Spatio-spectral phase unwrapping for multi-wavelength heterodyne interferometry

Optical path difference (OPD) measurements typically are characterized by 2 pi phase discontinuities, since optical interference can only determine the wavefront module the wavelength. Obtaining an estimate of the actual phase profile from OPD measurements necessitates removing the discontinuities, or 'unwrapping' the phase. Monochrome phase unwrapping algorithms have been developed over the years in two broad categories - local and global. Local algorithms generally work by starting at some initial point within the OPD map, assigning an arbitrary surface profile value at that point, and working outward from that location, detecting and removing phase jumps pixel-by-pixel.
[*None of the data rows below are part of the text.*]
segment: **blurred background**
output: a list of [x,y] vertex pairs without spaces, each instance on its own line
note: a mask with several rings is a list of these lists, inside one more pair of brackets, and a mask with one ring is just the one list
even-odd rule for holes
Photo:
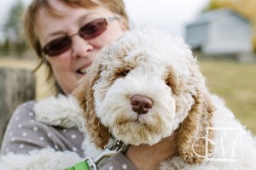
[[[20,88],[25,83],[22,80],[20,83],[15,82],[20,76],[8,82],[7,78],[12,76],[7,76],[6,71],[16,70],[12,75],[20,74],[20,69],[31,72],[38,62],[26,43],[20,23],[22,13],[30,2],[9,0],[3,1],[0,6],[0,68],[3,68],[0,70],[0,88],[5,87],[3,92],[0,89],[0,103],[8,98],[4,93],[10,85]],[[185,39],[200,60],[209,90],[223,98],[239,120],[256,134],[256,0],[125,0],[125,3],[131,28],[155,27]],[[45,82],[45,70],[40,68],[35,73],[35,94],[32,98],[44,99],[51,94],[50,89]],[[12,110],[1,112],[1,117],[11,114],[9,110]],[[4,119],[7,121],[8,118]]]

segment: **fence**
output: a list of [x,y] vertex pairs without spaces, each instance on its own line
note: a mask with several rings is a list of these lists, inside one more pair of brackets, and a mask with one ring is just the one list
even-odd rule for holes
[[15,108],[35,99],[35,76],[30,70],[0,67],[0,144]]

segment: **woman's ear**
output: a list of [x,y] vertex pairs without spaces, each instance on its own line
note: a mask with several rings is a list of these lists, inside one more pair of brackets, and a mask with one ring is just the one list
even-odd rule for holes
[[73,94],[82,109],[83,116],[85,119],[85,126],[92,141],[97,148],[103,149],[108,143],[110,133],[108,128],[102,124],[96,115],[94,90],[92,88],[100,77],[100,68],[97,71],[92,69],[92,71],[86,74],[79,81],[78,88],[73,91]]
[[207,141],[212,139],[212,132],[207,131],[207,128],[212,127],[212,116],[215,107],[204,87],[200,87],[195,91],[196,94],[192,94],[195,104],[182,122],[177,138],[180,156],[186,162],[191,164],[202,162],[213,149],[212,143],[207,144]]

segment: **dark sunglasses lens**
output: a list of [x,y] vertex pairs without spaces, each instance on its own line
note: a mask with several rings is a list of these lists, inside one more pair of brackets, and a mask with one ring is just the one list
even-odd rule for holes
[[44,54],[53,57],[67,51],[71,45],[71,39],[68,37],[61,37],[47,43],[43,51]]
[[79,34],[84,39],[94,38],[107,30],[107,25],[105,19],[92,20],[79,29]]

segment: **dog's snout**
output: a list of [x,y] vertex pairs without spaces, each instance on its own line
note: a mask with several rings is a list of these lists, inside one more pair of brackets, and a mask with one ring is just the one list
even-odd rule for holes
[[134,95],[130,99],[132,110],[138,114],[148,113],[153,106],[152,99],[146,96]]

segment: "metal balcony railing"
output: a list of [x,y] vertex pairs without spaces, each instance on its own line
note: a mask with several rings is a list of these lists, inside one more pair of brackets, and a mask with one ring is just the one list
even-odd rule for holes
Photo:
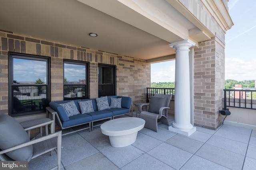
[[172,94],[171,101],[174,101],[173,95],[175,93],[174,88],[153,88],[147,87],[147,102],[149,102],[149,99],[151,96],[154,94]]
[[226,106],[256,109],[256,90],[224,89],[224,108]]

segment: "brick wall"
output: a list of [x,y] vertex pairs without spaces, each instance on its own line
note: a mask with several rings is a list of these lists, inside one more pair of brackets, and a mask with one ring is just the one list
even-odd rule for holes
[[50,40],[0,31],[0,113],[7,113],[8,52],[47,56],[51,61],[51,99],[63,99],[63,59],[89,62],[89,96],[98,97],[98,63],[116,66],[116,94],[129,96],[134,103],[146,102],[150,86],[150,64],[132,57]]
[[194,49],[195,125],[216,129],[222,123],[224,88],[224,48],[216,38]]

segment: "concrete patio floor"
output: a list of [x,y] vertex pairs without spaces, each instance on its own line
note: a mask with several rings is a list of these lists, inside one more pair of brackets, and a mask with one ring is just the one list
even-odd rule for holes
[[[216,131],[196,127],[188,137],[162,124],[158,133],[143,128],[134,143],[122,148],[112,147],[100,126],[64,135],[61,169],[256,169],[256,130],[225,124]],[[31,160],[28,169],[49,169],[56,159],[55,152],[45,154]]]

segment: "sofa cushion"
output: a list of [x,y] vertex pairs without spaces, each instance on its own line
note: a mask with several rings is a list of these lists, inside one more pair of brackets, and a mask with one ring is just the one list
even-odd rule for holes
[[110,98],[110,108],[122,108],[122,98]]
[[[30,141],[20,124],[11,117],[0,114],[0,149],[2,150]],[[14,160],[29,162],[33,155],[33,146],[29,145],[6,153]]]
[[80,113],[77,109],[77,107],[75,104],[75,102],[73,100],[60,104],[63,106],[68,117]]
[[92,117],[87,114],[78,114],[69,117],[69,120],[62,122],[62,127],[67,127],[92,121]]
[[100,111],[107,109],[110,109],[108,102],[107,96],[102,97],[96,98],[98,110]]
[[166,106],[167,100],[167,98],[151,96],[149,102],[148,112],[159,113],[160,108],[162,107]]
[[92,106],[93,106],[93,109],[94,111],[98,110],[98,107],[97,106],[97,102],[96,102],[96,99],[82,99],[82,101],[86,101],[88,100],[92,100]]
[[93,109],[92,101],[92,100],[89,100],[85,101],[78,102],[81,113],[88,113],[94,111],[94,110]]
[[52,109],[58,112],[58,114],[61,121],[65,122],[69,120],[67,112],[66,111],[63,106],[55,102],[51,102],[49,104],[49,105]]
[[110,105],[111,103],[111,98],[117,98],[117,96],[108,96],[108,105]]
[[105,118],[111,117],[113,116],[113,113],[108,110],[104,110],[101,111],[95,111],[87,114],[92,116],[92,121],[96,120],[103,119]]
[[130,109],[127,109],[127,108],[124,107],[110,109],[108,109],[107,110],[112,112],[113,113],[113,116],[123,115],[126,113],[129,113],[130,112]]

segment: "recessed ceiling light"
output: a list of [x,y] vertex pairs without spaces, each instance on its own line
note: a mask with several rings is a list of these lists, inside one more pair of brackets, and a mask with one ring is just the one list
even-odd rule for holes
[[89,33],[89,35],[91,37],[97,37],[98,36],[98,34],[97,34],[96,33]]

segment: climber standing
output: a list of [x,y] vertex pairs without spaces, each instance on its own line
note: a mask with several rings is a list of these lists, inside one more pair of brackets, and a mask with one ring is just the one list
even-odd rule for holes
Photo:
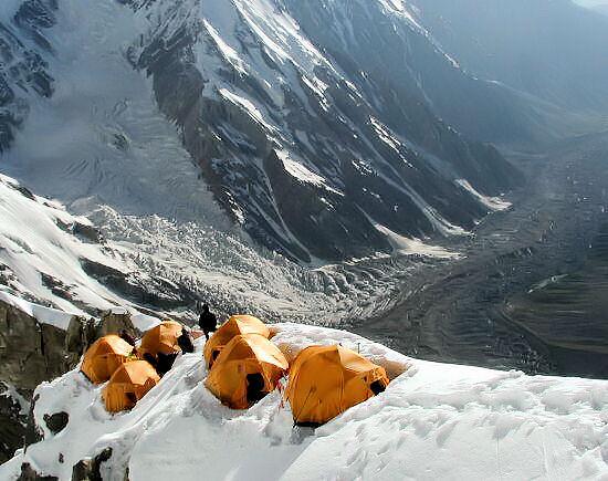
[[186,330],[186,327],[181,328],[181,334],[177,338],[177,344],[184,354],[195,352],[192,338],[190,337],[190,333]]
[[202,305],[202,310],[199,316],[199,326],[205,333],[205,337],[207,338],[207,341],[209,341],[209,333],[216,331],[218,326],[218,320],[216,317],[216,314],[209,311],[208,304]]

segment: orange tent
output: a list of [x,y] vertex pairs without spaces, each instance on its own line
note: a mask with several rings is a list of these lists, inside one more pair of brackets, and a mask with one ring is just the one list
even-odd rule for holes
[[115,334],[101,337],[86,349],[81,370],[93,384],[105,383],[122,364],[126,363],[134,347]]
[[205,344],[205,360],[210,369],[220,355],[223,347],[232,337],[245,334],[260,334],[266,339],[270,337],[270,330],[258,317],[252,315],[233,315],[213,333]]
[[106,409],[109,412],[132,409],[159,380],[160,377],[147,360],[123,364],[102,393]]
[[150,354],[151,356],[158,356],[158,353],[163,354],[176,354],[180,353],[177,338],[181,334],[184,326],[175,321],[163,321],[157,326],[147,331],[141,337],[141,345],[139,346],[139,355]]
[[311,346],[290,368],[286,398],[298,425],[322,425],[388,386],[384,367],[342,346]]
[[289,366],[264,336],[238,335],[222,349],[205,385],[223,405],[247,409],[274,390]]

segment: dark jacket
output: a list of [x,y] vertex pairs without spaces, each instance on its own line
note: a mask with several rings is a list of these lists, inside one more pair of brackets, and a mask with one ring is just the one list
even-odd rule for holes
[[199,326],[206,333],[216,331],[216,327],[218,326],[218,318],[216,317],[216,314],[210,311],[202,311],[199,317]]
[[185,354],[195,352],[195,345],[192,344],[190,334],[188,334],[186,330],[181,330],[181,335],[177,338],[177,344],[179,345],[181,352]]

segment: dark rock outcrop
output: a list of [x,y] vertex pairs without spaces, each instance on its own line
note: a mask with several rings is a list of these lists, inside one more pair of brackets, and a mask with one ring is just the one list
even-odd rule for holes
[[101,467],[112,458],[112,448],[108,447],[94,458],[80,460],[72,469],[72,481],[103,481]]
[[29,462],[21,464],[21,474],[18,481],[59,481],[56,475],[39,474]]
[[70,421],[70,416],[67,415],[67,412],[61,411],[54,412],[52,415],[44,415],[43,419],[49,430],[53,435],[56,435],[67,426],[67,422]]
[[27,422],[22,406],[0,383],[0,463],[12,458],[15,447],[22,445]]
[[[25,397],[30,397],[40,383],[72,369],[95,336],[96,328],[91,320],[74,316],[67,331],[63,331],[41,324],[21,310],[0,301],[0,381],[15,386]],[[24,439],[25,445],[41,439],[40,428],[33,426],[32,411],[25,427],[24,416],[17,411],[17,406],[0,402],[0,421],[2,450],[7,457],[22,447]]]

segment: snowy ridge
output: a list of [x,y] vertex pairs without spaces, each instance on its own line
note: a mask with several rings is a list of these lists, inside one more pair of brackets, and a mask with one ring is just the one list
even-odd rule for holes
[[[301,479],[602,479],[608,474],[605,380],[530,377],[517,372],[421,362],[343,331],[280,324],[273,342],[293,353],[343,345],[384,365],[388,389],[316,432],[293,430],[289,404],[273,393],[233,411],[205,388],[202,345],[181,356],[126,414],[108,415],[102,387],[77,370],[36,389],[44,440],[0,468],[17,479],[22,462],[70,479],[72,466],[112,447],[104,479],[171,477]],[[52,435],[45,414],[65,411]],[[59,462],[59,453],[64,462]]]

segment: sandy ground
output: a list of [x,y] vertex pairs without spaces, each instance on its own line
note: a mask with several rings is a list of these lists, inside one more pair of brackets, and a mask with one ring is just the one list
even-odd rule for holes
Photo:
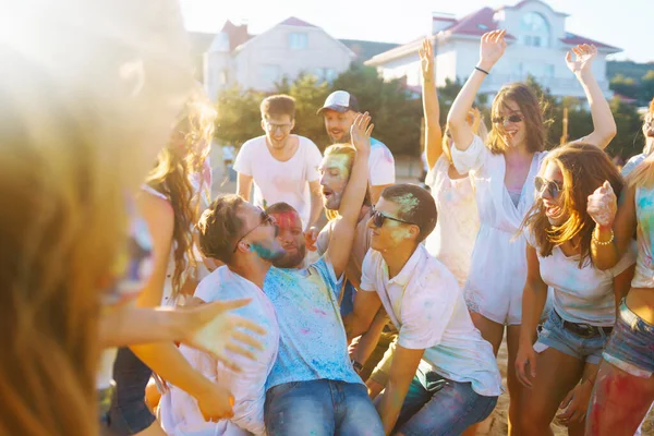
[[[218,158],[215,158],[215,159],[213,159],[213,161],[218,164],[221,160],[218,160]],[[415,183],[415,178],[403,178],[403,179],[404,180],[401,180],[400,178],[398,178],[398,181]],[[225,181],[225,175],[222,174],[222,170],[218,167],[214,171],[214,190],[213,190],[213,192],[215,195],[219,194],[219,193],[234,193],[237,191],[235,182],[227,181],[226,183],[223,183],[223,181]],[[499,366],[499,371],[501,373],[502,384],[506,389],[506,386],[507,386],[507,347],[506,347],[506,342],[504,342],[501,348],[499,349],[499,354],[497,356],[497,363]],[[508,432],[508,421],[507,421],[508,408],[509,408],[509,396],[508,396],[508,393],[504,393],[499,398],[499,400],[497,402],[497,408],[493,412],[493,415],[488,420],[486,420],[486,422],[484,423],[484,428],[479,429],[477,436],[481,436],[481,435],[504,436],[504,435],[506,435]],[[564,436],[564,435],[568,434],[567,428],[562,425],[558,425],[556,422],[553,424],[553,429],[554,429],[554,434],[556,436],[559,436],[559,435]],[[642,435],[643,436],[654,435],[654,412],[650,413],[650,415],[647,416],[647,420],[642,427]]]

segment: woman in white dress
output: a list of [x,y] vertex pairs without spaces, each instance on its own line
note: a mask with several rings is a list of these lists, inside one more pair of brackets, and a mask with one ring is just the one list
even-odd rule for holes
[[[448,114],[455,140],[452,161],[459,172],[472,174],[481,227],[465,283],[465,298],[475,326],[497,353],[507,326],[508,367],[518,352],[522,289],[526,279],[525,240],[518,229],[534,201],[534,178],[545,156],[543,114],[534,93],[523,84],[504,86],[493,100],[493,129],[486,144],[467,122],[475,96],[507,47],[505,31],[482,37],[480,62],[457,96]],[[616,133],[608,102],[591,64],[597,50],[578,46],[566,61],[582,85],[593,117],[594,131],[584,142],[605,148]],[[509,421],[517,422],[521,385],[508,372],[511,396]]]
[[[429,186],[438,211],[436,228],[427,237],[425,247],[431,255],[443,262],[463,289],[480,229],[474,187],[470,174],[458,172],[452,164],[452,138],[449,131],[446,129],[445,135],[440,134],[438,96],[434,83],[434,52],[428,39],[423,41],[420,58],[423,73],[425,155],[428,166],[425,184]],[[475,135],[486,140],[486,126],[479,110],[471,110],[467,121]]]

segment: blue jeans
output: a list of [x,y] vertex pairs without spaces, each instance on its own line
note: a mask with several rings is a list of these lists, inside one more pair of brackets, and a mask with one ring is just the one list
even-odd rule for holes
[[311,380],[275,386],[264,405],[269,436],[384,435],[362,384]]
[[396,424],[405,436],[460,435],[484,421],[497,397],[484,397],[470,383],[448,380],[434,371],[420,368],[411,382]]

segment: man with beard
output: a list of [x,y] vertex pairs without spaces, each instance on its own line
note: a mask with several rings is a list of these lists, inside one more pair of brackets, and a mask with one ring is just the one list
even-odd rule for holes
[[322,155],[308,138],[291,134],[295,100],[274,95],[262,101],[262,129],[266,133],[243,144],[234,161],[237,194],[250,201],[254,181],[255,206],[286,202],[300,214],[305,230],[320,218],[318,165]]
[[[359,114],[359,102],[352,94],[346,90],[336,90],[327,97],[317,114],[323,116],[331,143],[347,144],[350,142],[350,126]],[[395,183],[392,154],[384,143],[374,137],[371,138],[368,183],[373,204],[377,203],[386,186]]]
[[348,355],[339,312],[346,270],[367,185],[370,117],[351,126],[356,156],[325,254],[302,267],[306,253],[298,213],[288,204],[268,211],[279,220],[286,255],[264,283],[279,322],[279,354],[266,383],[265,421],[276,435],[382,435],[379,417]]

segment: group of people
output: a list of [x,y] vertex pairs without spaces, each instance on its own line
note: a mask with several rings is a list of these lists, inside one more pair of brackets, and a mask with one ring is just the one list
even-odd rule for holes
[[566,58],[593,119],[578,141],[546,150],[520,83],[487,129],[473,105],[504,31],[444,131],[426,39],[429,191],[396,183],[374,120],[337,90],[316,108],[324,154],[291,133],[292,98],[266,98],[238,192],[210,201],[216,111],[177,2],[63,3],[22,10],[0,46],[0,434],[474,435],[504,391],[505,334],[511,435],[555,416],[570,435],[639,432],[654,101],[620,174],[594,47]]

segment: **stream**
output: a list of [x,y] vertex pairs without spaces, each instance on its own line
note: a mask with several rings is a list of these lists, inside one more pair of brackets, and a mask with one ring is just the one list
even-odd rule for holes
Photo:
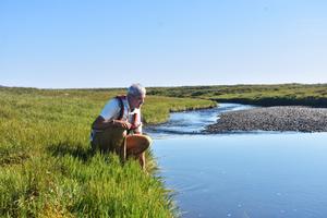
[[249,108],[174,112],[145,130],[181,216],[327,217],[327,133],[201,132],[221,112]]

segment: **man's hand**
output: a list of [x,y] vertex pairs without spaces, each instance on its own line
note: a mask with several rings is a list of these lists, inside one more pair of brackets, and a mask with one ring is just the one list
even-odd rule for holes
[[113,121],[113,124],[119,126],[119,128],[122,128],[124,130],[130,130],[132,124],[128,121],[122,121],[122,120],[114,120]]

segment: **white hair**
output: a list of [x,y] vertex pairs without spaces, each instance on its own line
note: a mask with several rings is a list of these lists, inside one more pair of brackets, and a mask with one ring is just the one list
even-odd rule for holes
[[135,83],[128,88],[128,95],[145,96],[146,89],[140,83]]

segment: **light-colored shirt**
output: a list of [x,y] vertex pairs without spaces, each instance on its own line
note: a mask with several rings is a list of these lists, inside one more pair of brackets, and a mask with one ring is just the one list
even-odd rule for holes
[[[141,123],[141,110],[135,108],[133,111],[131,111],[129,100],[128,98],[123,99],[123,106],[124,106],[124,114],[122,117],[122,120],[129,121],[130,123],[134,122],[134,114],[136,113],[136,121],[138,123],[135,123],[135,125],[138,125],[138,128],[135,130],[135,132],[142,133],[142,123]],[[120,114],[120,102],[119,99],[112,98],[109,100],[106,106],[104,107],[102,111],[100,112],[100,116],[106,121],[117,120]]]

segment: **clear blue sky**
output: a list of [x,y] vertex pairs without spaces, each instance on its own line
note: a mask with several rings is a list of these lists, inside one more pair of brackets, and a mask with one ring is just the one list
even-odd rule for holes
[[327,83],[327,1],[0,1],[0,85],[135,82]]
Global algorithms seek simultaneous solutions over the entire map, or on extended regions within it, that minimize overall error according to some criterion. For macroscopic surface feature measurements, digital differencing techniques can be used to extend the measurement range from optical wavelengths to synthetic wavelengths on the order of centimeters or more, at the expense of accentuated noise effects. Surface estimates obtained by conventional unwrapping techniques applied at different synthetic wavelengths may not agree closely, especially if the physical surface has discontinuities. This paper presents a new algorithm which uses phase information at each of a number of synthetic wavelengths to produce a composite surface estimate that has the macroscopic surface feature capture capabilities associated with long synthetic wavelengths, yet also has the low-noise behavior associated with shorter synthetic wavelengths. The algorithm has been tested using both modeled surface data and laboratory heterodyne measurements of actual calibrated surfaces.